Subnational governments and citizens also hasted the pace to join the way to Glasgow. In July, Tamaulipas became the first subnational government in Mexico to put a price on carbon as California committed to banning gasoline vehicles by 2035. In November, the citizens of the United States elected a president who has set the fight against climate change as national priority. By the end of the year, 950 cities and provinces around the world had committed to carbon neutrality, and 74 % of US voters perceived climate change as an important issue to determine their decisions.
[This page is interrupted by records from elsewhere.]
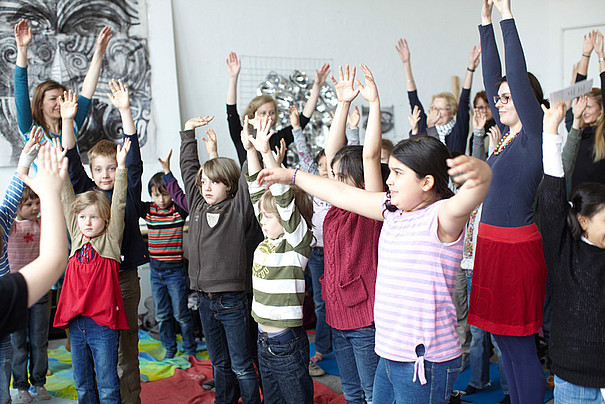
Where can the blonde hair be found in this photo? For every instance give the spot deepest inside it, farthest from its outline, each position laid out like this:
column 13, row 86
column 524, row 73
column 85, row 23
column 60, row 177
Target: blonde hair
column 104, row 148
column 93, row 198
column 258, row 102
column 599, row 144
column 449, row 98
column 221, row 169
column 301, row 200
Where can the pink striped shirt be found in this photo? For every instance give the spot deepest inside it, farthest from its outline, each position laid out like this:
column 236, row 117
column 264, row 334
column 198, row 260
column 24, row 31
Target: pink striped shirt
column 414, row 287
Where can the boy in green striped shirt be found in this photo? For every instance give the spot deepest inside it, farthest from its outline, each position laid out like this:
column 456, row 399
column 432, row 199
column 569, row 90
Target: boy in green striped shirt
column 278, row 283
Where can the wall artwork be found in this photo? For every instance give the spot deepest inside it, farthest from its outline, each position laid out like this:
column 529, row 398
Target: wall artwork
column 64, row 37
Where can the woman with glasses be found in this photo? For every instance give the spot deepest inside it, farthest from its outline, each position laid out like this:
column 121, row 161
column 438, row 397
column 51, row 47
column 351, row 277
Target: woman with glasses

National governments arrived late to this race, but they will very likely set the stage in 2021. In September, China surprised the world with its Net Zero target before 2060, followed by Japan and South Korea with similar targets by 2050. In December, the UK and France convened a summit to celebrate the 5th anniversary of the Paris Agreement. By then, 110 countries had announced their intentions to set Net Zero targets by 2050. The US, Mexico and Brazil were not allowed to talk at the summit due to lack of commitment. However, that same day, Joe Biden announced the US will rejoin the Paris Agreement the first day of his administration and he will host his own climate summit in the first 100 days.
With the upcoming commitment form the US, 65% of global emissions will be carbon neutral by midcentury. Russia, India, Indonesia, Brazil and other large emitters will have to be dealt with in order to reach the goal set for Glasgow. Their commitment will depend on convincing them that environmental degradation does not constitute a political agenda but a demonstrated fact with increasing human and physical impacts. In 2021, there will be more floods like the one in Tabasco and more wildfires like the ones in California, and another $ 1.5 billion dollars’ worth of climate related impacts worldwide pushing the risk further up in capital markets.
The good news is that these markets are already responding by punishing dirty investments. In 2021, for the first time in history, investments in clean energy will overtake these of fossil fuels and by 2024 there will be more renewable energy installed capacity. Post-COVID economic recovery provides us with the opportunity to build back better, meet the Paris Agreement targets, propel investment, and create millions of new jobs.
In 2021, the way to Glasgow will continue. Committed countries will increase the pressure on polluting countries through diplomacy and trade sanctions. Capital markets will further decarbonize their portfolios. Citizen will demand politicians to enhance their commitment and subnational governments will reinforce their leadership.
what will you do in the way to Glasgow?